The horizontal asymptotes of the curve
y=12x/(x4+1)^(1/4)
As x-> infinity, y -> 12
That is a horizontal asymptote. I don't see any others.
Also, as x→-∞,
y→-12.
Thanks mathmate! I should have seen that
To find the horizontal asymptotes of a curve, we need to consider the behavior of the function as x approaches positive or negative infinity.

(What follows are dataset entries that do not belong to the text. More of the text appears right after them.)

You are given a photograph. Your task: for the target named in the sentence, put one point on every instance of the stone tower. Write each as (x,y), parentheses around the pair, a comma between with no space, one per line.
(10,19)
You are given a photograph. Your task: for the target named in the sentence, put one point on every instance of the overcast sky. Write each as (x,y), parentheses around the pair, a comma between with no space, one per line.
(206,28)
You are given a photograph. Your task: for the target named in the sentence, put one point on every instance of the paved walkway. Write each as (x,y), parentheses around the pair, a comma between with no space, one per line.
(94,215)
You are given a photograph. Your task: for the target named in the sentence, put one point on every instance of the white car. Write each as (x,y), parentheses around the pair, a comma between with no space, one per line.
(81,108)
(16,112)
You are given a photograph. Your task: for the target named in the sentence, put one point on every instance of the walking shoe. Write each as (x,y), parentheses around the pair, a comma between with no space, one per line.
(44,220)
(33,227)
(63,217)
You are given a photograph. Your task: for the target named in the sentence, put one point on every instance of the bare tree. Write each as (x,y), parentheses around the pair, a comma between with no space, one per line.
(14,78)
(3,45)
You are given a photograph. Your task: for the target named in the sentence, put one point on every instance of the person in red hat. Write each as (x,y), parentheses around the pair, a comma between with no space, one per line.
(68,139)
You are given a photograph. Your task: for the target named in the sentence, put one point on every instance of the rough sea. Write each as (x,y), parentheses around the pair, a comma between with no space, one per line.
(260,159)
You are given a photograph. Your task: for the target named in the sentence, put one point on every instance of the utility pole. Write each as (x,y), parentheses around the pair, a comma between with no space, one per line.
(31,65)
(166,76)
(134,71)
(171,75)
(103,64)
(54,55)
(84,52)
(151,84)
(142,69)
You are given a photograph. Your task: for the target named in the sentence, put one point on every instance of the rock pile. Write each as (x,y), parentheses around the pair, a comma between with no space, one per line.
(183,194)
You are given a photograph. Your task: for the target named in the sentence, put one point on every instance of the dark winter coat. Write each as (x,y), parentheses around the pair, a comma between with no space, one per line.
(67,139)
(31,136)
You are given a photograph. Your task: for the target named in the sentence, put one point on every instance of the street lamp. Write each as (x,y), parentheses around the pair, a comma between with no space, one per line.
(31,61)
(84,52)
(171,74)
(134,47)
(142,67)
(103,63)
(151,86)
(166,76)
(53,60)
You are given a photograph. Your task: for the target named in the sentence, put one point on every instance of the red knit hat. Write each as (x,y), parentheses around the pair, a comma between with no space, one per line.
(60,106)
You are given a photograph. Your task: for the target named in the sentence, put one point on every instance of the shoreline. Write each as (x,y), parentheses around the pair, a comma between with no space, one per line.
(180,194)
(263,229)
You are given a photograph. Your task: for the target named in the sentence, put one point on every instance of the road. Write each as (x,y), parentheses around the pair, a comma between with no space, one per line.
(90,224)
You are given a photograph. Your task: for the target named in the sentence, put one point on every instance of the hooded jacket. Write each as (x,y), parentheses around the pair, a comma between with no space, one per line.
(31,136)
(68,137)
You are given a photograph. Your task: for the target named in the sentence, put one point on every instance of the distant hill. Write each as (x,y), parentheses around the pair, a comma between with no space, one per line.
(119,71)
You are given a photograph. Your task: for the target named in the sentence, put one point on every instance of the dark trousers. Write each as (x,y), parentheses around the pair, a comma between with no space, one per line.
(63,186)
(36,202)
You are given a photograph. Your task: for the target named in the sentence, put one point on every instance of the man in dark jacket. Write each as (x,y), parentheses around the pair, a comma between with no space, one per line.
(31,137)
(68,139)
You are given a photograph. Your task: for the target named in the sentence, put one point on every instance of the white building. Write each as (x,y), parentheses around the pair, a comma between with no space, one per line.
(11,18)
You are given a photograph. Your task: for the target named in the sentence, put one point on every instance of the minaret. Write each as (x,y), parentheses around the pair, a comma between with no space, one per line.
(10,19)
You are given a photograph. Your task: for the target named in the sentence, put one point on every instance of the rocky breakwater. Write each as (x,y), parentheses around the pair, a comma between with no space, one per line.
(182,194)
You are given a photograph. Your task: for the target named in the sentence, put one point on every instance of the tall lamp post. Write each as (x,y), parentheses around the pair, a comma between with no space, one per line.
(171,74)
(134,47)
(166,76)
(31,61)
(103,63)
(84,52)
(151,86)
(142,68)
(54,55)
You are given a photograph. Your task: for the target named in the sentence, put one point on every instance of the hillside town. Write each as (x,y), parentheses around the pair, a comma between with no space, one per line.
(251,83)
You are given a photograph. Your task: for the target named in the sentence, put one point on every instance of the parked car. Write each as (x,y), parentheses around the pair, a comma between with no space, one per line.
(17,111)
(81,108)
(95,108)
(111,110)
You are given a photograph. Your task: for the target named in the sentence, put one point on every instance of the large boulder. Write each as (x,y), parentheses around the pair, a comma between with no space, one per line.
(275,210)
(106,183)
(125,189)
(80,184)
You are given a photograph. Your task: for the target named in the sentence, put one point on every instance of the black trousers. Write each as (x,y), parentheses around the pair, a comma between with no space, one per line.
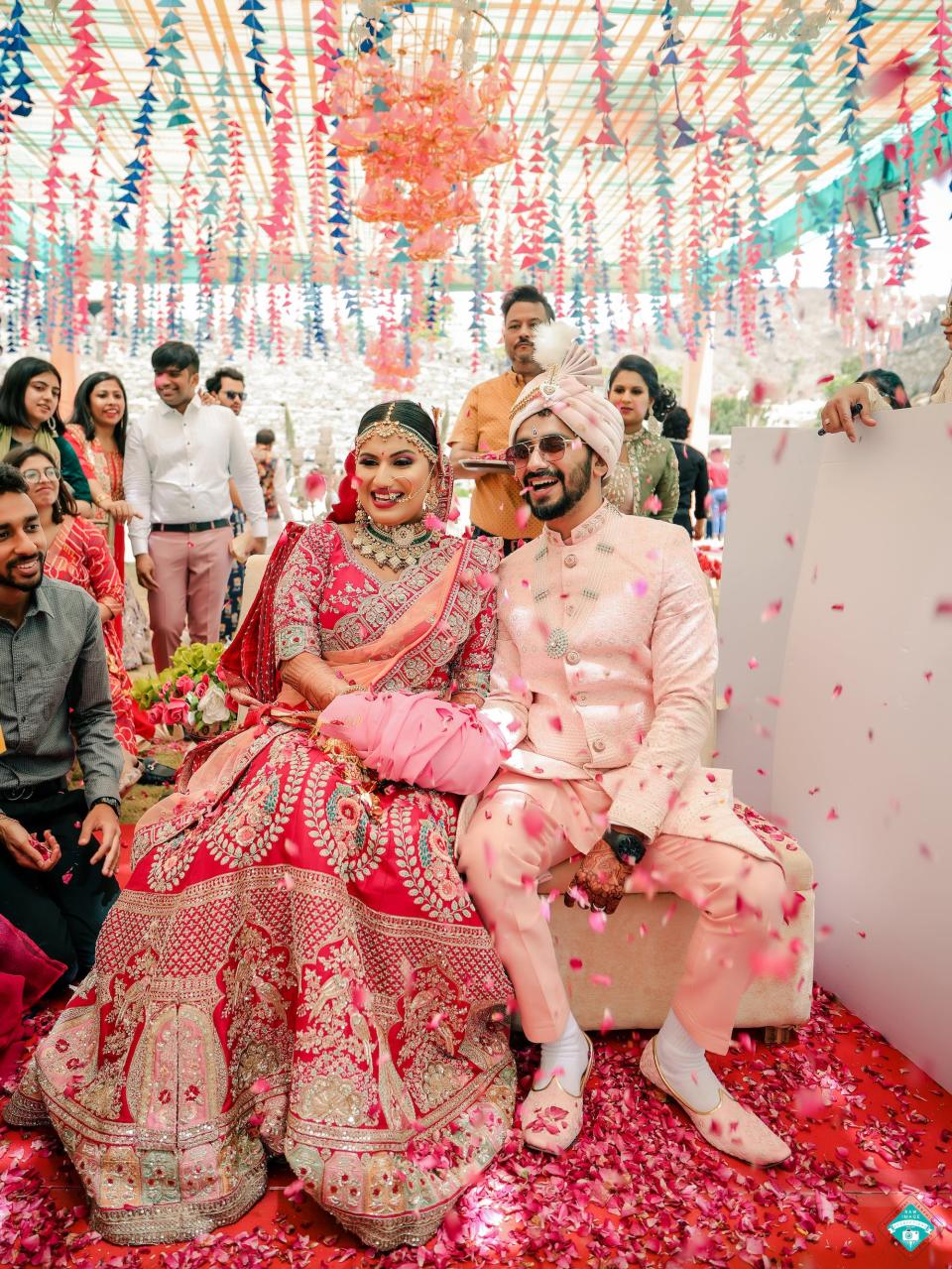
(60,910)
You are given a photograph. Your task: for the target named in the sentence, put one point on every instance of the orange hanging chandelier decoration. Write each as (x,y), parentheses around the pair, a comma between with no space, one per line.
(424,123)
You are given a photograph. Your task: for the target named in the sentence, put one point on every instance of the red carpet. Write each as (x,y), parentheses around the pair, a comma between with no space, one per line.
(638,1190)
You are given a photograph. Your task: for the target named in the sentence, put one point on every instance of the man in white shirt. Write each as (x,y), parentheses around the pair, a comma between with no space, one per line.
(178,459)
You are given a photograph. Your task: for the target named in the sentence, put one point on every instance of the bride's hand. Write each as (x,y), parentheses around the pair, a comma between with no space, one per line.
(314,679)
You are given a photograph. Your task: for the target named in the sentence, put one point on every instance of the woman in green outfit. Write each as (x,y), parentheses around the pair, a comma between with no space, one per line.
(646,481)
(30,415)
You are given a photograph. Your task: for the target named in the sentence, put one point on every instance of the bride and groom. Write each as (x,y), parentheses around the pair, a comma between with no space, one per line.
(313,953)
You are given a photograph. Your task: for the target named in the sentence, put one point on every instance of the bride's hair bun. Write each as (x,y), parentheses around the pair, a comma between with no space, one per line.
(664,403)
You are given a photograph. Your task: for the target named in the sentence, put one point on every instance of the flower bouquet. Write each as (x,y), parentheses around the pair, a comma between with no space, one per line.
(189,695)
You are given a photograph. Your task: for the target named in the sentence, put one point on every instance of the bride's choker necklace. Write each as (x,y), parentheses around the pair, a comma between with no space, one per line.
(392,547)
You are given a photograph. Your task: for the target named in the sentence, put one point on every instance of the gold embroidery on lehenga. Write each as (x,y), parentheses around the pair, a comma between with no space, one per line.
(424,859)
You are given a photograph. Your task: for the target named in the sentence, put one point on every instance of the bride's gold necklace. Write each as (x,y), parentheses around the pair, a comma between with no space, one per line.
(391,547)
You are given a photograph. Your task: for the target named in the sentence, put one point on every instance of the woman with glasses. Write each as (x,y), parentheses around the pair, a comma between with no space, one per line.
(295,965)
(77,553)
(646,481)
(30,415)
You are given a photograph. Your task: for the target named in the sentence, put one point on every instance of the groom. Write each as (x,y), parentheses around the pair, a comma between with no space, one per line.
(602,683)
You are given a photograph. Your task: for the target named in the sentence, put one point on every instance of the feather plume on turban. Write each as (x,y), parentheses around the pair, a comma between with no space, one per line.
(570,386)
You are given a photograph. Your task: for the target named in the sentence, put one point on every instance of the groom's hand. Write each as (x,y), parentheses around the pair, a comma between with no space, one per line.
(601,878)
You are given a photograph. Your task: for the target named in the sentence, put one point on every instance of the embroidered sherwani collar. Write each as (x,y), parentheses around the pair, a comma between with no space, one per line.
(595,523)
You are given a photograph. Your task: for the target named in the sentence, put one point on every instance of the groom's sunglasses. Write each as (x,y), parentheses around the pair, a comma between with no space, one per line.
(551,446)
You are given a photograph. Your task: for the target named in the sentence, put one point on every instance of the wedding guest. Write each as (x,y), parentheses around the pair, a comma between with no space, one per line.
(226,387)
(273,483)
(96,432)
(889,385)
(859,400)
(692,473)
(178,459)
(295,937)
(76,551)
(646,481)
(718,476)
(55,709)
(30,415)
(482,427)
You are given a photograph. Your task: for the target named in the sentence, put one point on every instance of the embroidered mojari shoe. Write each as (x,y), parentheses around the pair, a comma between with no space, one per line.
(550,1117)
(729,1127)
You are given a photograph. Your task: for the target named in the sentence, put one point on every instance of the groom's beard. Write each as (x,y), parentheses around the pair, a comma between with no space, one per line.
(574,486)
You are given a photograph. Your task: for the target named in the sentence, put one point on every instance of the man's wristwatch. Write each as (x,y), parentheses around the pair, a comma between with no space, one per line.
(107,801)
(628,845)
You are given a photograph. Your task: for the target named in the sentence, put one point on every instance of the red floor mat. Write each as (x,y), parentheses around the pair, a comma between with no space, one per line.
(639,1188)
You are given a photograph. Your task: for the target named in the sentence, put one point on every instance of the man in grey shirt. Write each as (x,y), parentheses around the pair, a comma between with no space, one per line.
(55,705)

In this case, the given function is:
y = 12x / (x^4 + 1)^(1/4)
As x approaches positive or negative infinity, terms with smaller powers become negligible compared to terms with larger powers. Hence, we can simplify the expression as follows:
As x approaches positive infinity, x^4 becomes much larger than 1. Hence, we can ignore the term 1 in the denominator:
y ≈ 12x / (x^4)^(1/4)
= 12x / x
= 12
So, as x approaches positive infinity, y approaches 12.
As x approaches negative infinity, again, x^4 becomes much larger than 1. Hence, we can ignore the term 1 in the denominator:
y ≈ 12x / (x^4)^(1/4)
= 12x / x
= 12
So, as x approaches negative infinity, y approaches 12.
Therefore, the horizontal asymptotes of the curve y = 12x / (x^4 + 1)^(1/4) are y = 12.